Lots of people make New Years Resolutions. This year, consider including better record keeping on this list. The first question to ask yourself is: what do I mean by record keeping? Would you like to keep better production records? Better Prepared For Taxes? Comprehensive financial analysis / planning? I encourage you to focus on all of the above! In general, allow time for record keeping.

There is a time commitment in this process. Consider making record keeping a routine part of your week. You also need to determine what information is economically feasible to collect. Time is money after all, and the level of detail needed may vary from transaction to transaction. Once you have the records, it’s important to actually use that information for the decision-making process. Simply completing the records is only the first step. You should use the trends to improve your operation. Also, be aware of your obligations. If you are enrolled in an FSA program or have a grant, make sure that the record-keeping approach you take meets these requirements as well.

A cow-calf producer who chooses a production record keeping method should consider the level of detail he wishes to collect regarding cow information, sire information, calf information and herd information. . In addition, you must take into account the computer requirements of the software and other additional considerations specific to your operation.

Some software will only work if you have entered all the required information. For example, if the software requires a weight and you do not have a scale, it is probably not a good option for your operation. We have several resources to help you keep your records. For cow-calf producers interested in production recording software, I would recommend checking out the current report 3279 “Cow-Calf Production Recording Software” (https://extension.okstate.edu/fact-sheets/cow-calf-production-record-software.html).
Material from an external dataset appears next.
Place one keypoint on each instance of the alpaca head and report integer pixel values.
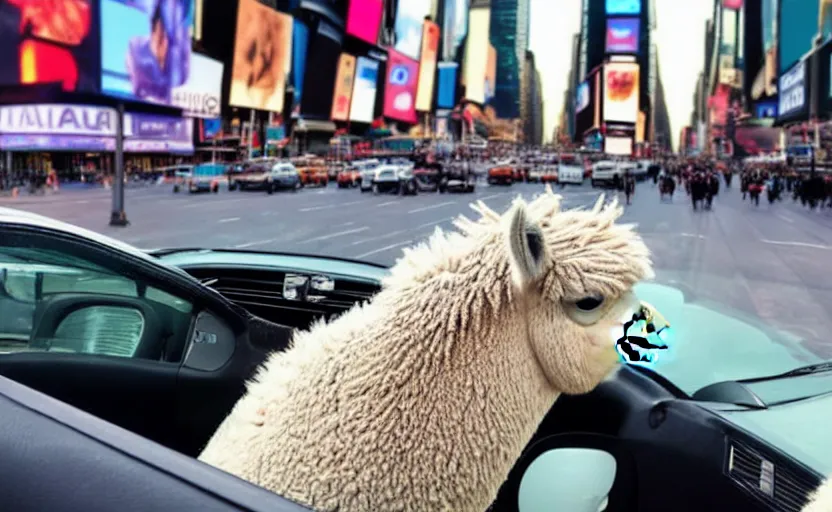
(573, 273)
This current report is a bit older, so software prices may have changed, but it’s a good place to start.

Taxes are a motivating factor in record keeping for many producers. It is important to note that tax management is only one part of farm management, and reducing taxes should not be the only goal. However, any type of record keeping can be a good start to a financial analysis. We are currently working on updating the materials on one option – Quicken. Watch for updates to the OSU Extension website and an online course at https://extension.okstate.edu/programs/farm-management-and-finance/quicken-for-farm-financial-records/quicken-for-farm-ranch-records-manual.html.

If you are interested in receiving help developing a start and finish balance sheet, leading to a whole farm financial balance sheet, we currently have a farm finance program available. The program is free for personal use and $ 150 if used to meet FSA borrower education requirements. More program and registration information can be found on the OSU Extension website at https://extension.okstate.edu/programs/farm-financial-planning-assistance-and-benchmarking/index.html. Whether you keep simple paper records, use Excel, or invest in dedicated software, record keeping is a valuable habit.